I haven't heard whether the Christchurch event has sold out (tickets are $15), like the past two nights in Wellington and Nelson. If it's anything like the Takapuna event on Sunday evening, or the reports on the Wellington and Nelson events, it should be another great night for crime and thriller fiction fans.
It's been great to see crime and thriller writing some good New Zealand media coverage this week, with Child in the country. Perhaps it's the ex-sociology student in me, but I always find it fascinating what stories the media chooses to cover (and how and why they choose to cover them). For such a big-name author, it was a little surprising that other than my story in NZLawyer and a good article in the Dominion Post (unavailable online, unfortunately), there weren't really any/many lengthy or feature stories on Child's visit prior to him arriving - not that it mattered; the New Zealand reading public has packed out the events thusfar anyway.
And along with the public events this week, Child has also been appearing on New Zealand television and radio, as well as in print. The audio/visual coverage kicked off with Child giving a fantastic, intelligent, and insightful 30mins long interview on Radio New Zealand's Nine to Noon show with Kathryn Ryan on Monday morning.
Child and Ryan cover a broad range of subjects, and its an interview well worth reading for anyone interested in these sorts of things. As a taste, when Ryan asked whether it's hard to sustain a long series, and continuously come up with new ideas, Child responded by saying: "Well, you know, people say 'where do you get your ideas' as if ideas are hard to get. It's actually the reverse - ideas are everywhere. We just heard on the news this great idea - a foreign president is killed on a plane in another country. That's full of intrigue, right there you could tell great stories about that. Every day you get ideas. The question is which idea do you invest in?
And you've got to make some sort of instinctive choice about which idea is going to be topical next year when the book comes out - and then you've just got to throw yourself into it. Every book I write as if it were the first and the last book I would ever write - you throw everything in there and do the best you can..."
You can listen to the full 30-minute Radio New Zealand interview with Lee Child here.
On Monday night Lee Child was interviewed by Mark Sainsbury on the popular prime time current affairs show Close Up. Sainsbury gave an intro noting that Jack Reacher is a similar height to his creator, a similar age, and also dumped from his job - so are Lee Child and Jack Reacher one and the same?
"In my dreams," answered Child. "And I think that's the point - for a writer it's wish fulfilment on the page, and I think hopefully for the reader too. I'm Reacher, and I hope the readers are as well." You can watch the rest of the short but interesting interview here
The following morning Child appeared on TVONE's popular early morning show Breakfast, for a 7-minute interview. In that interview with Pippa Wetzell, who questioned him about the transient Reacher's showering and laundry habits, Child also said "Just let me say thank you to everybody in New Zealand, because this is in the whole world, per capita the bestselling Reacher territory. This is the world capital of Reacher madness".
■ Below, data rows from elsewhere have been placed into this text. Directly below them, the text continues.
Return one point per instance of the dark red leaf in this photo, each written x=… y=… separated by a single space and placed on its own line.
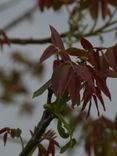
x=64 y=79
x=77 y=52
x=111 y=57
x=98 y=93
x=64 y=56
x=96 y=104
x=48 y=52
x=87 y=95
x=56 y=39
x=85 y=74
x=42 y=151
x=60 y=78
x=89 y=109
x=86 y=44
x=5 y=129
x=102 y=85
x=51 y=147
x=5 y=138
x=93 y=58
x=74 y=88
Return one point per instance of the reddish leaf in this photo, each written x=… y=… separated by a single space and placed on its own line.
x=85 y=74
x=89 y=109
x=5 y=129
x=42 y=151
x=60 y=78
x=64 y=79
x=44 y=3
x=101 y=82
x=111 y=57
x=74 y=88
x=48 y=52
x=56 y=39
x=5 y=138
x=98 y=93
x=64 y=56
x=86 y=44
x=51 y=147
x=102 y=85
x=87 y=95
x=96 y=104
x=93 y=58
x=77 y=52
x=56 y=63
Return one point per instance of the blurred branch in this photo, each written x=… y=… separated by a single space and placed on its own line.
x=17 y=20
x=40 y=129
x=102 y=29
x=8 y=4
x=15 y=141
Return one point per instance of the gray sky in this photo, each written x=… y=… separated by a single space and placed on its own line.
x=38 y=27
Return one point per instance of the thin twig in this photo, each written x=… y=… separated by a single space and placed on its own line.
x=8 y=4
x=20 y=18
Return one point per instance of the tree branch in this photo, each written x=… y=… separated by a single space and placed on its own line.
x=40 y=129
x=20 y=18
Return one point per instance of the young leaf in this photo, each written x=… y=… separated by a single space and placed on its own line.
x=42 y=89
x=86 y=44
x=85 y=74
x=61 y=130
x=5 y=138
x=56 y=39
x=71 y=143
x=48 y=52
x=76 y=52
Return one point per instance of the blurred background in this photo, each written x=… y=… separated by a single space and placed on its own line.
x=21 y=73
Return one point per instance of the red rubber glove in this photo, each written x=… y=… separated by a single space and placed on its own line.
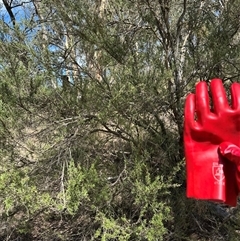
x=232 y=153
x=209 y=175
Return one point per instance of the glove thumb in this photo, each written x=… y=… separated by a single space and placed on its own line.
x=231 y=152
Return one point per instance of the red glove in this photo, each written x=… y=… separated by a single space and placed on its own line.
x=232 y=153
x=209 y=175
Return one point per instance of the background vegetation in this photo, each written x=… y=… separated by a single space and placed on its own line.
x=91 y=117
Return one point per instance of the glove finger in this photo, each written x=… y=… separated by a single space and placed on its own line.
x=220 y=102
x=231 y=152
x=189 y=112
x=202 y=101
x=235 y=93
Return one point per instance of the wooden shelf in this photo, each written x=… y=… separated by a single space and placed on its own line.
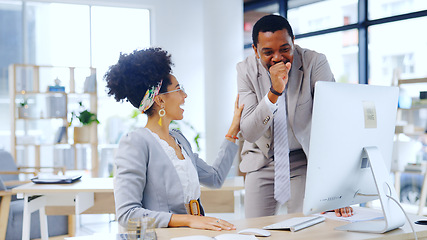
x=28 y=75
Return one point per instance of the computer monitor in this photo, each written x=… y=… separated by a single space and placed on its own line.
x=350 y=152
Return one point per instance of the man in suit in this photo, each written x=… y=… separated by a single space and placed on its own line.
x=277 y=67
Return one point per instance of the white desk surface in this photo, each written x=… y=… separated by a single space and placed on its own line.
x=324 y=230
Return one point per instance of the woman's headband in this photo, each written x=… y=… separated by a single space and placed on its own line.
x=149 y=96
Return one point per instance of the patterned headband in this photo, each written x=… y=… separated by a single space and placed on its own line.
x=148 y=99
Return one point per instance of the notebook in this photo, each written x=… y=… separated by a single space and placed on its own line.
x=227 y=236
x=296 y=223
x=56 y=179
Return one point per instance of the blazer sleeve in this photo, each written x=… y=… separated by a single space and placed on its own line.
x=211 y=176
x=256 y=115
x=131 y=161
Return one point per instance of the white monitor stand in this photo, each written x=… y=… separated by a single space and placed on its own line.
x=393 y=215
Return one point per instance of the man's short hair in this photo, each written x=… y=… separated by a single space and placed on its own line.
x=270 y=23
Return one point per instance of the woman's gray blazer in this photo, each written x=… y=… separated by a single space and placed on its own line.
x=146 y=182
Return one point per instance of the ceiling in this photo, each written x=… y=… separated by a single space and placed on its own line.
x=291 y=3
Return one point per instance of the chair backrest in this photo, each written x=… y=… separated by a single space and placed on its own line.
x=8 y=164
x=2 y=186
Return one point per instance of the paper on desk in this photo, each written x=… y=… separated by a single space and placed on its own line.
x=359 y=214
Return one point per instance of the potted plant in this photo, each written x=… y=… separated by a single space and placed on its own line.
x=83 y=134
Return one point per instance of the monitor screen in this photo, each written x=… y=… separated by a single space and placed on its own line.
x=348 y=120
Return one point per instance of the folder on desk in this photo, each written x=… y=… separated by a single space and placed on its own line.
x=56 y=179
x=296 y=223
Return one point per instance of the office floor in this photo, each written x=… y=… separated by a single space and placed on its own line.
x=105 y=223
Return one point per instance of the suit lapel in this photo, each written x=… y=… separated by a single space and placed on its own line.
x=294 y=85
x=263 y=80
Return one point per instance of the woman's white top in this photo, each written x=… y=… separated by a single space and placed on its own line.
x=185 y=169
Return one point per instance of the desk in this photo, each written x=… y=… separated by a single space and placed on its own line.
x=87 y=196
x=226 y=199
x=324 y=230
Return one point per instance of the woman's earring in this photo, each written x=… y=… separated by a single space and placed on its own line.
x=162 y=113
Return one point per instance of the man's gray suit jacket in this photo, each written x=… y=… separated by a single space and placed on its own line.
x=146 y=182
x=256 y=123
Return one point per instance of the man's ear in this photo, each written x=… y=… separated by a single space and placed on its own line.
x=255 y=50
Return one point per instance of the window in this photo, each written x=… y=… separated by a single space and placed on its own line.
x=397 y=48
x=364 y=47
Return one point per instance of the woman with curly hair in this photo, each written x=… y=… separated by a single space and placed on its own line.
x=158 y=175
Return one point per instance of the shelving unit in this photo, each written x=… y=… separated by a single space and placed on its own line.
x=38 y=126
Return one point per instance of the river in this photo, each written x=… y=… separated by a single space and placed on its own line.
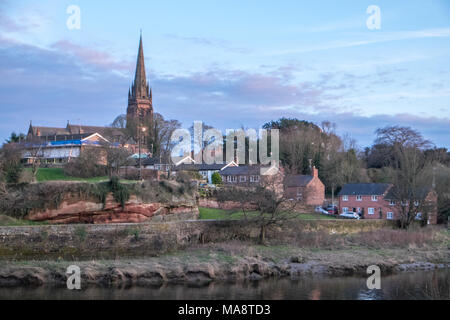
x=412 y=285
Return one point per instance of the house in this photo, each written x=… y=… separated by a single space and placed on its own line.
x=59 y=149
x=205 y=170
x=306 y=188
x=243 y=176
x=156 y=164
x=377 y=201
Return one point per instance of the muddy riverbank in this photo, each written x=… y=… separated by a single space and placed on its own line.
x=225 y=262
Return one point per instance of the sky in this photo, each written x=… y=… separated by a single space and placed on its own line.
x=230 y=64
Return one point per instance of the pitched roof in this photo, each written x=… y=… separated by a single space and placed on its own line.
x=421 y=193
x=73 y=128
x=364 y=189
x=298 y=180
x=49 y=131
x=241 y=170
x=199 y=167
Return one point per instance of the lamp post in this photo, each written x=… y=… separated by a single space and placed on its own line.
x=142 y=129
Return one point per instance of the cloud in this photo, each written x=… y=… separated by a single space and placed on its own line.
x=377 y=38
x=216 y=43
x=91 y=56
x=49 y=87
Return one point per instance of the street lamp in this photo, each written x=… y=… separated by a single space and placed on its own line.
x=142 y=129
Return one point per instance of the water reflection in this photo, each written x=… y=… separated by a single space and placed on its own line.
x=418 y=285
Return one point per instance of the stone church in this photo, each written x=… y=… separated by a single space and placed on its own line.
x=58 y=145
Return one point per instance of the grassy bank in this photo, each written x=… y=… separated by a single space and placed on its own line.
x=220 y=214
x=240 y=260
x=57 y=174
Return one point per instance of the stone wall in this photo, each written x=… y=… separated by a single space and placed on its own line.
x=105 y=241
x=225 y=205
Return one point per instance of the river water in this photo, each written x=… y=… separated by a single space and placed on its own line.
x=413 y=285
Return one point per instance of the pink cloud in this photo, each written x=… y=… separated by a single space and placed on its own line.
x=90 y=56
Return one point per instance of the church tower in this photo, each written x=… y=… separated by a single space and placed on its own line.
x=140 y=106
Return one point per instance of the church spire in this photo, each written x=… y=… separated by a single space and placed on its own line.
x=140 y=86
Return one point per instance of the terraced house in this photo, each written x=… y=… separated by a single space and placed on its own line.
x=378 y=201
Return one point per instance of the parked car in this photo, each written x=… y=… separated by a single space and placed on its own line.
x=332 y=210
x=319 y=209
x=350 y=215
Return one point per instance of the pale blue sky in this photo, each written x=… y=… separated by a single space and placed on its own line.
x=230 y=63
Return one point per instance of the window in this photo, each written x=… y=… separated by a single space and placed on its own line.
x=299 y=194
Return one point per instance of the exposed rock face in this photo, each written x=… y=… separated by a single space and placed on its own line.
x=74 y=210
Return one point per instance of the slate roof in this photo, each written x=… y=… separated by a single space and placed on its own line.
x=420 y=193
x=199 y=167
x=72 y=129
x=298 y=180
x=364 y=189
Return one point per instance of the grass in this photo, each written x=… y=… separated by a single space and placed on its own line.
x=220 y=214
x=57 y=174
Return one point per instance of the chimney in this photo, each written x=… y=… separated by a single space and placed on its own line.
x=315 y=172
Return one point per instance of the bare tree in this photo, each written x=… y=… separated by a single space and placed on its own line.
x=411 y=182
x=116 y=158
x=272 y=205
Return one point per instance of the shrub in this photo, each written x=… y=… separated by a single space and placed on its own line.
x=87 y=165
x=120 y=192
x=216 y=178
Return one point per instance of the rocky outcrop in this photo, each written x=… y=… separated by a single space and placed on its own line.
x=73 y=210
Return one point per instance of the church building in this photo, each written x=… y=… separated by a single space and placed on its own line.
x=59 y=145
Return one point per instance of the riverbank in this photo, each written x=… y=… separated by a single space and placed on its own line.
x=232 y=261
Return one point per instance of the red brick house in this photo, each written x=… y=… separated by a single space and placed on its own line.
x=376 y=201
x=307 y=189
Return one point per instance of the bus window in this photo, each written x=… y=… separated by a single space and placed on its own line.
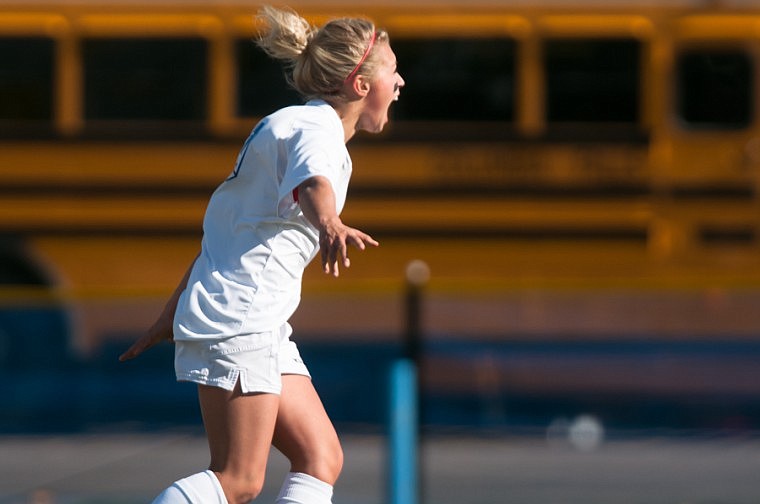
x=161 y=79
x=592 y=80
x=26 y=85
x=261 y=85
x=456 y=79
x=715 y=89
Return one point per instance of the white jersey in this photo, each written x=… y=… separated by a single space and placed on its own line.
x=256 y=240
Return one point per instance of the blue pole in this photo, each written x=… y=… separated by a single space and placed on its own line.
x=403 y=482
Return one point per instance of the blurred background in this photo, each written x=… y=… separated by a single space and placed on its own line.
x=582 y=180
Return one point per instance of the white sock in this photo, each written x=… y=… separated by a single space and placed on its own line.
x=200 y=488
x=300 y=488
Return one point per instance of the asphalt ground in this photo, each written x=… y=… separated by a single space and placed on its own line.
x=132 y=468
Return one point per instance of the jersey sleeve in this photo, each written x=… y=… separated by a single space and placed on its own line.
x=309 y=157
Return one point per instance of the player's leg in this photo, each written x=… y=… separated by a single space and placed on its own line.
x=306 y=436
x=239 y=428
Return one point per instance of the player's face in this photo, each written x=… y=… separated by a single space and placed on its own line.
x=385 y=88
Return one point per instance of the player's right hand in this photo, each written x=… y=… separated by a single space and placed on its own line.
x=160 y=331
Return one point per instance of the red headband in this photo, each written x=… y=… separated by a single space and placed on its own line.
x=364 y=57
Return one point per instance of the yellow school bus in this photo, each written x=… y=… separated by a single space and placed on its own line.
x=587 y=169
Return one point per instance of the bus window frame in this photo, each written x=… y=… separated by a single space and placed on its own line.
x=721 y=32
x=56 y=28
x=155 y=25
x=633 y=27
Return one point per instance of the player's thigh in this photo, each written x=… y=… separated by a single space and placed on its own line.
x=304 y=432
x=239 y=428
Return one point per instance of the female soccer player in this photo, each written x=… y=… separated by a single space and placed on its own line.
x=276 y=211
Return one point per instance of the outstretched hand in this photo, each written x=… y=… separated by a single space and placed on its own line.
x=334 y=238
x=161 y=331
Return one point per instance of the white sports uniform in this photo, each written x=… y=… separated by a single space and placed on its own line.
x=232 y=319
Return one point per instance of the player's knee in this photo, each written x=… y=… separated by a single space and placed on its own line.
x=324 y=462
x=241 y=490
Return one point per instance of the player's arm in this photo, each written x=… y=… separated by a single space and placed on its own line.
x=163 y=328
x=317 y=200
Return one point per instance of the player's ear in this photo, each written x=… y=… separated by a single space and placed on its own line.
x=361 y=85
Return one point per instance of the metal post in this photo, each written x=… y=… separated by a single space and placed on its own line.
x=404 y=458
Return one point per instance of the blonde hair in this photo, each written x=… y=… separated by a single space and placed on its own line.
x=318 y=60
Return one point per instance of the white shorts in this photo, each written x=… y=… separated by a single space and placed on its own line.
x=258 y=360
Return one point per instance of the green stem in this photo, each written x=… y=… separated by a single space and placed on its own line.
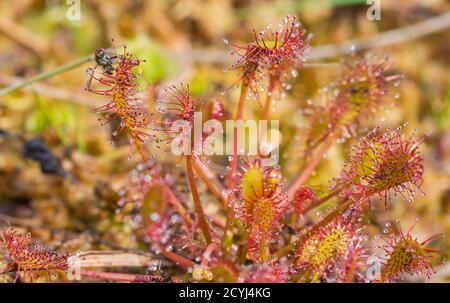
x=46 y=75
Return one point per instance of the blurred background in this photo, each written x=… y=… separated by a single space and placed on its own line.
x=183 y=41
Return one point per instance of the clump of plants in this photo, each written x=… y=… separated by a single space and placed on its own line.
x=262 y=229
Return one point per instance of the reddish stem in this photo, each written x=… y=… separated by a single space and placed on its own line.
x=308 y=170
x=117 y=277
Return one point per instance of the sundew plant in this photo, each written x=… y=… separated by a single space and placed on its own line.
x=270 y=162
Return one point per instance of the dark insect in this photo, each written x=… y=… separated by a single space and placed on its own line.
x=37 y=150
x=103 y=59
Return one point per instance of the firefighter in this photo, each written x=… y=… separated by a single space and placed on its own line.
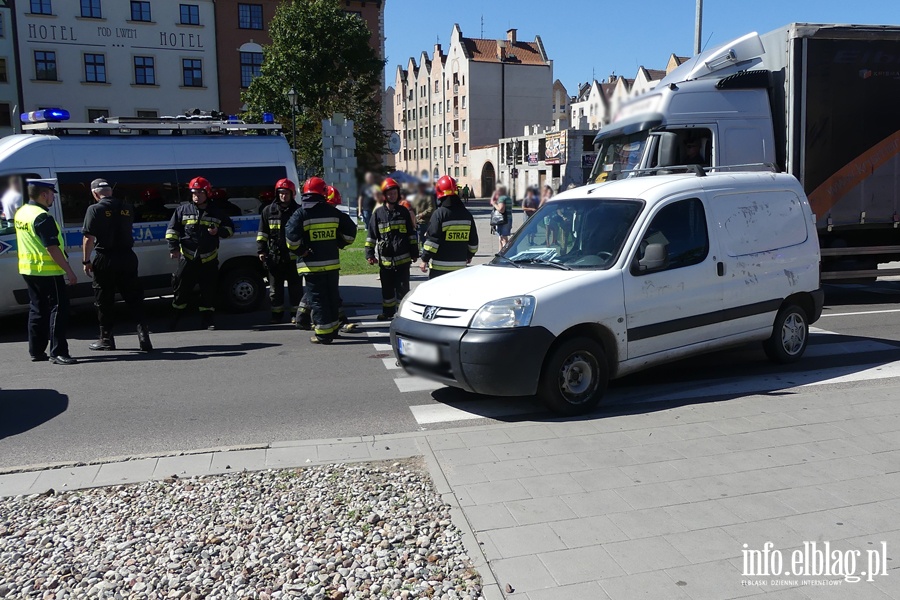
x=452 y=240
x=315 y=233
x=391 y=230
x=107 y=230
x=193 y=236
x=274 y=253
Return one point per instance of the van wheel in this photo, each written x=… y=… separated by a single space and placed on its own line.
x=790 y=335
x=241 y=289
x=575 y=377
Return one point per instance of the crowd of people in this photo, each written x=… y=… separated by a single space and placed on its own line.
x=298 y=242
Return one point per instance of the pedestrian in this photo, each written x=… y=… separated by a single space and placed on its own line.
x=275 y=255
x=365 y=202
x=107 y=233
x=12 y=198
x=423 y=205
x=391 y=230
x=452 y=240
x=193 y=235
x=44 y=266
x=503 y=205
x=316 y=232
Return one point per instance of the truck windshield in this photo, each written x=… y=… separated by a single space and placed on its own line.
x=618 y=154
x=573 y=234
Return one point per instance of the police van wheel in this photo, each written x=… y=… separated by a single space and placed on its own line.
x=241 y=289
x=790 y=335
x=575 y=377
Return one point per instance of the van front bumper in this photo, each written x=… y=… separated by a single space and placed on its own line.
x=504 y=362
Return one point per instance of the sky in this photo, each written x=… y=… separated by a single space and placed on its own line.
x=589 y=39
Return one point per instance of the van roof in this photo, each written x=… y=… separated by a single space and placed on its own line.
x=659 y=187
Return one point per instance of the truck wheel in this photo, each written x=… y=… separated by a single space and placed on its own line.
x=574 y=377
x=790 y=335
x=241 y=289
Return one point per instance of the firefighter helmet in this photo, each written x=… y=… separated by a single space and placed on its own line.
x=314 y=185
x=445 y=186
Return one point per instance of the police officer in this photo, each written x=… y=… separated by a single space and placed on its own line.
x=193 y=236
x=452 y=240
x=107 y=230
x=391 y=230
x=315 y=233
x=274 y=253
x=43 y=264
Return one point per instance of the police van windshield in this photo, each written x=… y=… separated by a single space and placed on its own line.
x=573 y=234
x=618 y=155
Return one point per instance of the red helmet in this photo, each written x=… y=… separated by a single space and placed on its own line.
x=314 y=185
x=445 y=186
x=333 y=196
x=286 y=184
x=200 y=183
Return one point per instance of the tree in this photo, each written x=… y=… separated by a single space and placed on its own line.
x=322 y=52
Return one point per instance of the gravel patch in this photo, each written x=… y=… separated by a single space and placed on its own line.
x=363 y=530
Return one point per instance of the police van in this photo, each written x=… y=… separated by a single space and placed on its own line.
x=149 y=163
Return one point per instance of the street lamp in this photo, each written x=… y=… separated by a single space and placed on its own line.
x=292 y=98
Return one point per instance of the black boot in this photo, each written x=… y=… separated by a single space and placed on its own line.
x=106 y=341
x=144 y=338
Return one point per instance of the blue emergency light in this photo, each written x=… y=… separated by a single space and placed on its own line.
x=47 y=115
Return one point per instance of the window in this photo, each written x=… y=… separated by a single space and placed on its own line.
x=95 y=68
x=192 y=71
x=251 y=63
x=250 y=16
x=96 y=113
x=44 y=65
x=144 y=70
x=41 y=7
x=681 y=228
x=140 y=11
x=90 y=9
x=190 y=14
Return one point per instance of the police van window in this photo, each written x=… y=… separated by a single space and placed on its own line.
x=681 y=228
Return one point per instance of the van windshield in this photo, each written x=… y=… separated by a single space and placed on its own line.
x=573 y=234
x=618 y=154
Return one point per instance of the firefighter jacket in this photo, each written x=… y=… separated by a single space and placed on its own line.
x=270 y=237
x=316 y=232
x=189 y=231
x=393 y=232
x=452 y=239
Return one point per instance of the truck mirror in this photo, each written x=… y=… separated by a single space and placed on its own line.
x=655 y=257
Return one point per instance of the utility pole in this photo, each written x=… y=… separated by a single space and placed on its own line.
x=698 y=27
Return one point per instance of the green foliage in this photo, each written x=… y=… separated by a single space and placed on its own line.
x=322 y=52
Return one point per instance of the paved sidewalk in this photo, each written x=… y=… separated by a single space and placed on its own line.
x=655 y=504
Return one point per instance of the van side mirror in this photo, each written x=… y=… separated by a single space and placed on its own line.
x=656 y=257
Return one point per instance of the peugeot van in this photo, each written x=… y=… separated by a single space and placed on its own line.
x=611 y=278
x=149 y=163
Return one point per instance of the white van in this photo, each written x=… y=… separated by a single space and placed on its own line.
x=149 y=163
x=621 y=276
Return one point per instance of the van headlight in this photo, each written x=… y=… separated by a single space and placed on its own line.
x=505 y=313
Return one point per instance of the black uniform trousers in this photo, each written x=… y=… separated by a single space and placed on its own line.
x=394 y=286
x=48 y=316
x=193 y=272
x=323 y=295
x=112 y=273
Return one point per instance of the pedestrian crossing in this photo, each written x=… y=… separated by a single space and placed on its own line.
x=823 y=344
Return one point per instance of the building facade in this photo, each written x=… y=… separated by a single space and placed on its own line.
x=113 y=58
x=478 y=92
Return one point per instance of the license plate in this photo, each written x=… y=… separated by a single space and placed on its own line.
x=421 y=351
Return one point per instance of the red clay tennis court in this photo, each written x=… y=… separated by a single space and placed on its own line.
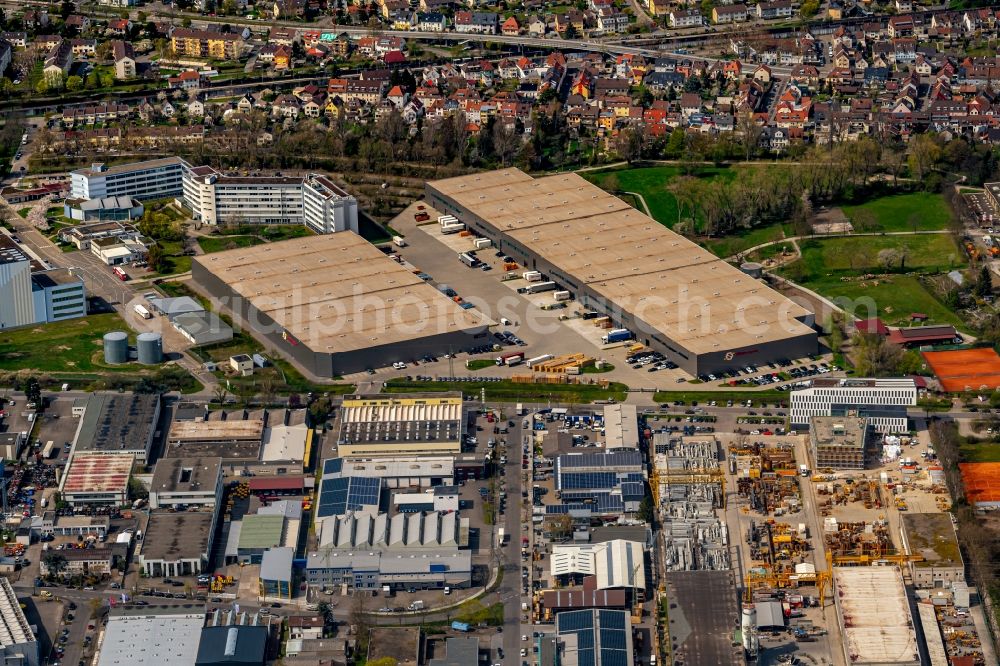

You can watch the full Breakfast interview here.
Along with the radio and TV, there have been some print news stories about Child's visit and the popularity of the events thusfar. I understand there may be an interview-based feature or two still to come out as well. Along with my recent review of 61 HOURS for the Nelson Mail, there has also been:
- a short article in the Sunday Star-Times where Reacher talks about his helicopter ride over Auckland City (something Reacher would never do);
- a news story about the sold-out Wellington event in yesterday's Dominion Post;
- a news story about the sold-out Nelson event in today's Nelson Mail, including the advice from Child that budding writers should "ignore all advice" when writing;
What do you think of the radio and TV interviews? The news stories? Do you like reading about authors, or hearing them speak or be interviewed? Or do you prefer to just read the books and know little or nothing about the creator behind it? Thoughts and comments welcome.